Reste que Jacques-André Haury s’attend à l’opposition farouche de «ceux qui veulent toujours expliquer, excuser et accompagner». Bien vu. Les milieux de la prévention ne sont pas emballés.
«Cette idée laisse penser qu’on privilégie le bâton à la place de la carotte, ce qui ne me paraît pas très heureux, réagit Jean-Félix Savary, secrétaire général du Groupement romand d’études des addictions. Nous sommes partisans de sanctions tant qu’on ne parle d’exclusions, qui ne font que déplacer et aggraver le problème. Mais a priori, cette mesure manque sa cible. La priorité est de maintenir un dialogue, de conserver le lien éducatif avec l’élève.
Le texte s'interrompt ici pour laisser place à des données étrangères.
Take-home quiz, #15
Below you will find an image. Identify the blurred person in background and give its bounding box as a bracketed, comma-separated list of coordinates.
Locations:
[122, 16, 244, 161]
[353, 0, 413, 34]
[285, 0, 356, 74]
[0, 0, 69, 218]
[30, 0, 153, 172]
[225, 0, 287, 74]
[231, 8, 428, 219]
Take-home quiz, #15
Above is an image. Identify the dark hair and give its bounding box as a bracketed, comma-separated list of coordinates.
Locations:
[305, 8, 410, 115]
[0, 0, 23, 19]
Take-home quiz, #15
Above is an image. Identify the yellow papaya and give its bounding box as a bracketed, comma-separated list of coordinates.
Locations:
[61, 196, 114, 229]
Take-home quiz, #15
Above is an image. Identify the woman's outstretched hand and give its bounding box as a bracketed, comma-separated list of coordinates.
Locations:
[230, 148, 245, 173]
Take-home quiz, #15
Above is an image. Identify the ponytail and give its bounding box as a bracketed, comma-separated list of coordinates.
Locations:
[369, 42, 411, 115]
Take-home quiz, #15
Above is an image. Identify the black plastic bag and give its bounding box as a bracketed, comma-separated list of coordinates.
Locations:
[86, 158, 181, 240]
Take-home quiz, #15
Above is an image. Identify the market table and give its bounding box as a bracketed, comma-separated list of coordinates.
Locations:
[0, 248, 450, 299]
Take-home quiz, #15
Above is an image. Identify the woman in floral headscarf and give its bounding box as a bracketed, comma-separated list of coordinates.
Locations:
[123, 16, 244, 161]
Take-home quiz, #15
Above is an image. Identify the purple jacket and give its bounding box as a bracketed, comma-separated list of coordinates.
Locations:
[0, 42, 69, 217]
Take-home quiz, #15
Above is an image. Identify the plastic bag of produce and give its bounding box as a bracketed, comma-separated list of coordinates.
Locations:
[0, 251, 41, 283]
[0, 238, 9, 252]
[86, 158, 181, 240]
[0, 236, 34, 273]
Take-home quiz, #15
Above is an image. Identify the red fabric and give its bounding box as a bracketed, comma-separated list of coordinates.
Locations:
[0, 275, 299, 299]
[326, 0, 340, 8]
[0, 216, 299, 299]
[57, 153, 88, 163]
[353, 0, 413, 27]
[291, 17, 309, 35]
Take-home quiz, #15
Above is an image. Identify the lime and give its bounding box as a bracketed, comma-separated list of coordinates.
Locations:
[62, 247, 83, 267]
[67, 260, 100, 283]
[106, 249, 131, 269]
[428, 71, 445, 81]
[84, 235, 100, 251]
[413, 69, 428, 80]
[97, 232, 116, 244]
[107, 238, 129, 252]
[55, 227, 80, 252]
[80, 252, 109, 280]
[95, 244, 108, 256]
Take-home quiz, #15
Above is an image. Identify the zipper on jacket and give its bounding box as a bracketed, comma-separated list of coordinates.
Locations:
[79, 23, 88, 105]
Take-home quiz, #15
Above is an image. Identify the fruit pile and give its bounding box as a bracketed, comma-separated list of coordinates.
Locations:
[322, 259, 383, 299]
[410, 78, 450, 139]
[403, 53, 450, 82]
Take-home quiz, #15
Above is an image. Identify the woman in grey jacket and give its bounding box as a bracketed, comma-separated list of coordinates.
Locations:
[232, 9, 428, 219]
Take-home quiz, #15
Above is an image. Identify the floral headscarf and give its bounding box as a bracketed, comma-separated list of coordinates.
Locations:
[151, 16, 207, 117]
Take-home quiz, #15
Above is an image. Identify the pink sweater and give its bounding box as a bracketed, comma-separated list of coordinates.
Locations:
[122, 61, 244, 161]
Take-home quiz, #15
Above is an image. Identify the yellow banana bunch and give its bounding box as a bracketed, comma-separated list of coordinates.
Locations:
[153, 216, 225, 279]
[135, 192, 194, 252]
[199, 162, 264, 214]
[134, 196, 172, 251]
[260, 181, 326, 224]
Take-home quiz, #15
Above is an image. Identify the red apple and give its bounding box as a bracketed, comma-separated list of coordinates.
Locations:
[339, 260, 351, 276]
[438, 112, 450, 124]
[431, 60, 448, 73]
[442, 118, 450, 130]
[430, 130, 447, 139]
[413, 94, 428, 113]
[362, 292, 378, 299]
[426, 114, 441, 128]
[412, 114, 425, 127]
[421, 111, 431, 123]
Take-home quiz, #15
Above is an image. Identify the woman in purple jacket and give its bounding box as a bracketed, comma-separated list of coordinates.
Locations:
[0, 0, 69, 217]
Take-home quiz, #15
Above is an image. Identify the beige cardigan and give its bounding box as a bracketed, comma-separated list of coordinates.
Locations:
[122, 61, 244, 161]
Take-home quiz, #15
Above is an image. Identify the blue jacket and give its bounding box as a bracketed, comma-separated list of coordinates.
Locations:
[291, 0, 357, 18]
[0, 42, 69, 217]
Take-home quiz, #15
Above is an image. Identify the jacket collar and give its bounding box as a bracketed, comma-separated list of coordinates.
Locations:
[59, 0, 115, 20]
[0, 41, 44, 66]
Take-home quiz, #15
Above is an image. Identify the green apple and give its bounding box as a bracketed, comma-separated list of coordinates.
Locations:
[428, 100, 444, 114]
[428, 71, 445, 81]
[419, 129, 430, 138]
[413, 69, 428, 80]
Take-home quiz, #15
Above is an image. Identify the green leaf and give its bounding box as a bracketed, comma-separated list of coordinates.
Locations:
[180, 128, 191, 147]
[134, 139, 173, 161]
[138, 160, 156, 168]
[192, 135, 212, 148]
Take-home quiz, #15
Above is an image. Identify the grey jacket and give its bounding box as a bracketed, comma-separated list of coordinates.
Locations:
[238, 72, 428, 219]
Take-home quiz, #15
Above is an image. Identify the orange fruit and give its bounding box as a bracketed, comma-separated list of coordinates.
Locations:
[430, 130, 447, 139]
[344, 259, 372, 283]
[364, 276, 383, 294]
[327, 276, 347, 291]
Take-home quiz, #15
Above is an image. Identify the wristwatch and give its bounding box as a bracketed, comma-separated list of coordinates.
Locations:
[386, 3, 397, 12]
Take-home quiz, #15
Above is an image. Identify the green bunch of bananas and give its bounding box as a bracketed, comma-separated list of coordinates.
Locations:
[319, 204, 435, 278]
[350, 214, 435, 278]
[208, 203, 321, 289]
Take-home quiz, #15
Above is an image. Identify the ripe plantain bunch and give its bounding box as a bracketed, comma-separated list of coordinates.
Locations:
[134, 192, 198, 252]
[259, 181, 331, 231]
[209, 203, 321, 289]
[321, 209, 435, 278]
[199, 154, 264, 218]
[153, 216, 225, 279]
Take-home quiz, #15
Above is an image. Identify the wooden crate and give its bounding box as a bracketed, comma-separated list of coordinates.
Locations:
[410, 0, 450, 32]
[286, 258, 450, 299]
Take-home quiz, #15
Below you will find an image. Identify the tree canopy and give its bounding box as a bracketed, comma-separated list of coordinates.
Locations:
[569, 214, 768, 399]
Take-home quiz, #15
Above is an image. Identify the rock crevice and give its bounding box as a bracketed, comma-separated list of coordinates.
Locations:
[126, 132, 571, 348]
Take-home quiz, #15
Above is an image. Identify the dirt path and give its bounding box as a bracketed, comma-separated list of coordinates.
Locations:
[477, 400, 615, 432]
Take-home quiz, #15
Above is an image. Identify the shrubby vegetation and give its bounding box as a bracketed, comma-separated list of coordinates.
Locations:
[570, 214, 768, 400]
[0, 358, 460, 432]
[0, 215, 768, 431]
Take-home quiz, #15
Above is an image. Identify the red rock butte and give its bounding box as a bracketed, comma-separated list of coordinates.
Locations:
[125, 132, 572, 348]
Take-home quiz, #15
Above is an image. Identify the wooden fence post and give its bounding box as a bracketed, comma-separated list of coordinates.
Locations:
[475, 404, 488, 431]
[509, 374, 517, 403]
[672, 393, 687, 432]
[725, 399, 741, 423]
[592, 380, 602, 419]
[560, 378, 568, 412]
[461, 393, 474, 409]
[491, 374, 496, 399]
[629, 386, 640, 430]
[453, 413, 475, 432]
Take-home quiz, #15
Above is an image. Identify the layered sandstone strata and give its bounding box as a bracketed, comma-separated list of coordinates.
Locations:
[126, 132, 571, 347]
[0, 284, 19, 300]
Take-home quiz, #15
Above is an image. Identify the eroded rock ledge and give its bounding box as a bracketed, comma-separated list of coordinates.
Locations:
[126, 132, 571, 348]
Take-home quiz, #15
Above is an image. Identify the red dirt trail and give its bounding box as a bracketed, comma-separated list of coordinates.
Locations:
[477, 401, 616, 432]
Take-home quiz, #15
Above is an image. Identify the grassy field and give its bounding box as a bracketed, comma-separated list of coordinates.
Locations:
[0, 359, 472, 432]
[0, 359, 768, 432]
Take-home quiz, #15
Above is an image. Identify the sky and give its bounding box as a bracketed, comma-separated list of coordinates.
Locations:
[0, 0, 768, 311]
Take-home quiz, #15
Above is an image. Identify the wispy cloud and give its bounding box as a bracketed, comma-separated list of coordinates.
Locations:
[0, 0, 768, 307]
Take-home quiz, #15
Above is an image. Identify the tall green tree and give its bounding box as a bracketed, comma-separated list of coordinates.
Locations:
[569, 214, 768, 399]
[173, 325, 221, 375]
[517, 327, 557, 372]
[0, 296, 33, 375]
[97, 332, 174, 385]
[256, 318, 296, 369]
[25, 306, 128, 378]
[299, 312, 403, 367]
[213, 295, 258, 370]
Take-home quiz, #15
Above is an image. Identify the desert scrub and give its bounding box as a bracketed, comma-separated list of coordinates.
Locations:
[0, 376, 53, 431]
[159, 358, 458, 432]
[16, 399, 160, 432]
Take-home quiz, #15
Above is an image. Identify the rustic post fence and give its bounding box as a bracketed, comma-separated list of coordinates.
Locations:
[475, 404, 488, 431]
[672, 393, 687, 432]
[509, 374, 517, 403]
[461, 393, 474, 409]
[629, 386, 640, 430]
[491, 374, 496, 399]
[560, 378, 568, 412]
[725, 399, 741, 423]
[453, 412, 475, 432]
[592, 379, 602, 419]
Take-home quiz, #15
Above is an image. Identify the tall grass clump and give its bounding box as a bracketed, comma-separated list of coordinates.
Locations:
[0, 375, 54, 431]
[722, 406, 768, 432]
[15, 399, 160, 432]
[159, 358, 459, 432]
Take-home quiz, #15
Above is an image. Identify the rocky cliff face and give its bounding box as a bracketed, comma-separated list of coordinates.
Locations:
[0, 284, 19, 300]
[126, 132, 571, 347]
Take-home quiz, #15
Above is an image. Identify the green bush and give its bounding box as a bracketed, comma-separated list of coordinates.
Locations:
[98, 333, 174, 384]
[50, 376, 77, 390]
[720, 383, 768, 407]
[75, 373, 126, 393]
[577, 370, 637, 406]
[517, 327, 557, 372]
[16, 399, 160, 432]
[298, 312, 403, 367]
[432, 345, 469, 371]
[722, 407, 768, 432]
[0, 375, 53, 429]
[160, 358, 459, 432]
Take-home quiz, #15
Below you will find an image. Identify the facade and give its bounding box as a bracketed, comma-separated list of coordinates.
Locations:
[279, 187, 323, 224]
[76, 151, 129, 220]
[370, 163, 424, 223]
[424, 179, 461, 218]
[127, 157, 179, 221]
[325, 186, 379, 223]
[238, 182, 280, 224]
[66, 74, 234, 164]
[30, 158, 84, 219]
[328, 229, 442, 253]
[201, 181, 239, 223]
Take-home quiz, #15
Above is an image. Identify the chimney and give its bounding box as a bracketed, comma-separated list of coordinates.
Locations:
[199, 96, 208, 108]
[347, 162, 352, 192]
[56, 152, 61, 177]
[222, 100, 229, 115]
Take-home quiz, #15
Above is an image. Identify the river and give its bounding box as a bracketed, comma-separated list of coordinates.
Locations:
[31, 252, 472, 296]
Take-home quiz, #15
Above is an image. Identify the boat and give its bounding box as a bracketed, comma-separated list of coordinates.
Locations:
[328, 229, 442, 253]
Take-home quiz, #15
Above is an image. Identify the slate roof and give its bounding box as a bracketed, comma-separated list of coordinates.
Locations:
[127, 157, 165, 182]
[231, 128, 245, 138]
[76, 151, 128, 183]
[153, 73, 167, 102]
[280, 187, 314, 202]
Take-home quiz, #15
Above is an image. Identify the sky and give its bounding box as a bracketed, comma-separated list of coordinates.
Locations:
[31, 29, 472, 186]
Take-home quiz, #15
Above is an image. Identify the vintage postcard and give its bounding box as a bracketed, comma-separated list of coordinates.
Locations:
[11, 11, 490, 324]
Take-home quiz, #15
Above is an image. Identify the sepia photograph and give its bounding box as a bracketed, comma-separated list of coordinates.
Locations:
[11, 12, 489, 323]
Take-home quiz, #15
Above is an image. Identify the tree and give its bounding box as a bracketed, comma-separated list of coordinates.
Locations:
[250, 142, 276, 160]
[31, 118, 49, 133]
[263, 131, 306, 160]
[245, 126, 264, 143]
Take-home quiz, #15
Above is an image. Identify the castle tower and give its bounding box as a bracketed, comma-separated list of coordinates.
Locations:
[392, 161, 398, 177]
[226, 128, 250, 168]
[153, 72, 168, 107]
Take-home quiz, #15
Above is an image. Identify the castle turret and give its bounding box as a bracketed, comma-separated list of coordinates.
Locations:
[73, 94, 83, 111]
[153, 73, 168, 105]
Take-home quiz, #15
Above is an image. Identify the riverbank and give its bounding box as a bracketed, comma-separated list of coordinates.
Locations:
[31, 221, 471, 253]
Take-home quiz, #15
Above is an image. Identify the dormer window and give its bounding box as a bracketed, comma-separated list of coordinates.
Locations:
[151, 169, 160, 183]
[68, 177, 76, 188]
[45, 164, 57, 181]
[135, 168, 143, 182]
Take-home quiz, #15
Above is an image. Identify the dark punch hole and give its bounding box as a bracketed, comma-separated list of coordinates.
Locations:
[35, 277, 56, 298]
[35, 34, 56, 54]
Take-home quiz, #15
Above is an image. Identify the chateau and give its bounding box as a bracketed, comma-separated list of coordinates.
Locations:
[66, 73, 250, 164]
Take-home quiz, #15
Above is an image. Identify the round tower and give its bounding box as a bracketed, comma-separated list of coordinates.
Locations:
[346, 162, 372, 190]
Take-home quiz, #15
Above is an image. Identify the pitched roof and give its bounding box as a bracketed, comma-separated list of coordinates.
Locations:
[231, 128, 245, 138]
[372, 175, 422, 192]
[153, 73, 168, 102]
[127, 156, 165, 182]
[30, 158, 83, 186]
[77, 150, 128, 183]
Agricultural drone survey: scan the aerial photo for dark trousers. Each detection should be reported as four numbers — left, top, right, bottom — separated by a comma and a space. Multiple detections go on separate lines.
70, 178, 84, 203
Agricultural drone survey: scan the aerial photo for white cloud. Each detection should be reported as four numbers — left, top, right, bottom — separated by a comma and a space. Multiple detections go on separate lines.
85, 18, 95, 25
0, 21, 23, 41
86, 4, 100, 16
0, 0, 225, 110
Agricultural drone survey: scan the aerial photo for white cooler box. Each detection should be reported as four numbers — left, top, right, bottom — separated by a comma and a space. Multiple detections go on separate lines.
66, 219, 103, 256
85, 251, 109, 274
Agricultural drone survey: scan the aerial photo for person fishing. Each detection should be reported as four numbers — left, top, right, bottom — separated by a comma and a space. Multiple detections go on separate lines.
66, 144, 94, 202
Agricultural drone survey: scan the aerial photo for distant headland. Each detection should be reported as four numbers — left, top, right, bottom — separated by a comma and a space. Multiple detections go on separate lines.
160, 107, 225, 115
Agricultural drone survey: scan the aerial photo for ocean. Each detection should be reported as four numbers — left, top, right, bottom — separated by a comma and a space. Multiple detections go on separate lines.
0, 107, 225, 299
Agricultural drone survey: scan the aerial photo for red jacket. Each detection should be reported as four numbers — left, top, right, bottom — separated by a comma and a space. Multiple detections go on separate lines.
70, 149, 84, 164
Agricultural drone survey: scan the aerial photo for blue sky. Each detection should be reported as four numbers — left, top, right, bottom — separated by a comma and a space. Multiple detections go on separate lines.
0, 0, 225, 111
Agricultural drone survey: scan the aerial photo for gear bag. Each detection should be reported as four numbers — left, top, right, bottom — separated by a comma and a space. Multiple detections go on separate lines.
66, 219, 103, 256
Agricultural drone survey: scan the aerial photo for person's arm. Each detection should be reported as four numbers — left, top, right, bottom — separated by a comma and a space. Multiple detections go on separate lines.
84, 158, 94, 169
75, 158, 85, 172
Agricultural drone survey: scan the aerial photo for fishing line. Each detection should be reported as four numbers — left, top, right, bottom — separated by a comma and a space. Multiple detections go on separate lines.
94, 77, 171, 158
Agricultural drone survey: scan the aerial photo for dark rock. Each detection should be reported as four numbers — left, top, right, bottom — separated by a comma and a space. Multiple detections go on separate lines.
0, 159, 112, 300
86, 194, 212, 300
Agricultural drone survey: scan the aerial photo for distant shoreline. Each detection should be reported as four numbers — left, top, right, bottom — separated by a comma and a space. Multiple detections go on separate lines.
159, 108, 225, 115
Pas par angélisme: mais parce que ça marche!»
Et Jean-Félix Savary d’expliquer que les enseignants s’appuient avec succès sur les recommandations émises par l’Office fédéral de la santé publique dans une brochure intitulée «Ecole et cannabis». Du côté de l’Institut suisse de prévention de l’alcoolisme (ISPA), on renvoie au même manuel, qui «a fait ses preuves».
«Des mesures discutables»
Or que lit-on, dans ce guide à l’usage des enseignants concocté en 2004 déjà? «Il n’existe aucun argument convaincant pour faire des tests de dépistage de la consommation de cannabis dans une école. De telles mesures sont discutables d’un point de vue éducatif.» Précisant que les dépistages «portent préjudice à la relation de confiance entre enseignants et élèves».
Mais rien n’est gravé dans le marbre. Et parions que Jacques-André Haury a au moins raison sur un point. Les débats seront animés.
Des tests approximatifs
Pour détecter une prise de cannabis, on peut effectuer des tests sur le sang ou les cheveux. Les résultats sont fiables et précis mais nécessitent des analyses en laboratoires lourdes et coûteuses. Jacques-André Haury penche plutôt pour des tests de salive ou d’urine, qui coûtent environ 25 fr. pièce. Mais ceux-là posent problème.
Salive: Si le test est positif, on est certain que l’élève a récemment pris du cannabis. Il est même sans doute encore sous l’influence du produit. Problème: s’il est négatif, on n’est sûr de rien. Selon les spécialistes, ce test est peu fiable. Il loupe énormément de prises de cannabis.
Urine: Ce test est considéré comme fiable. Mais, s’il est positif, il ne dit rien de la date de la prise de cannabis. Le hasch peut donc avoir été consommé deux mois auparavant!
Des écoles privées n’hésitent pas
«Les dépistages de cannabis existent dans plusieurs écoles privées, avance Jacques-André Haury. Et, à ma connaissance, la consommation a baissé.» En la matière, le très huppé Collège du Léman, à Versoix (GE), a une réputation de sévérité. «Les prélèvements d’urine sont possibles grâce à un contrat passé avec les parents dès l’inscription, explique Francis Clivaz, l’ancien directeur. Nous pratiquions ces tests en cas de suspicion. Et heureusement, neuf fois sur dix, ils s’avéraient négatifs. Mais pas de demi-mesures pour les autres: l’élève était exclu.»
Pour Francis Clivaz, l’expérience était bénéfique. «C’est avant tout un instrument de dissuasion: l’élève ne prend pas le risque de se faire attraper. Ces dépistages existent d’ailleurs dans différentes institutions privées. Surtout si elles contiennent des internats.»
Dépistages abandonnés
Reste que depuis que M. Clivaz a tourné les talons, le Collège du Léman ne pratique plus de dépistages de cannabis, a indiqué hier l’institution, sans vouloir expliquer la raison de cette volte-face.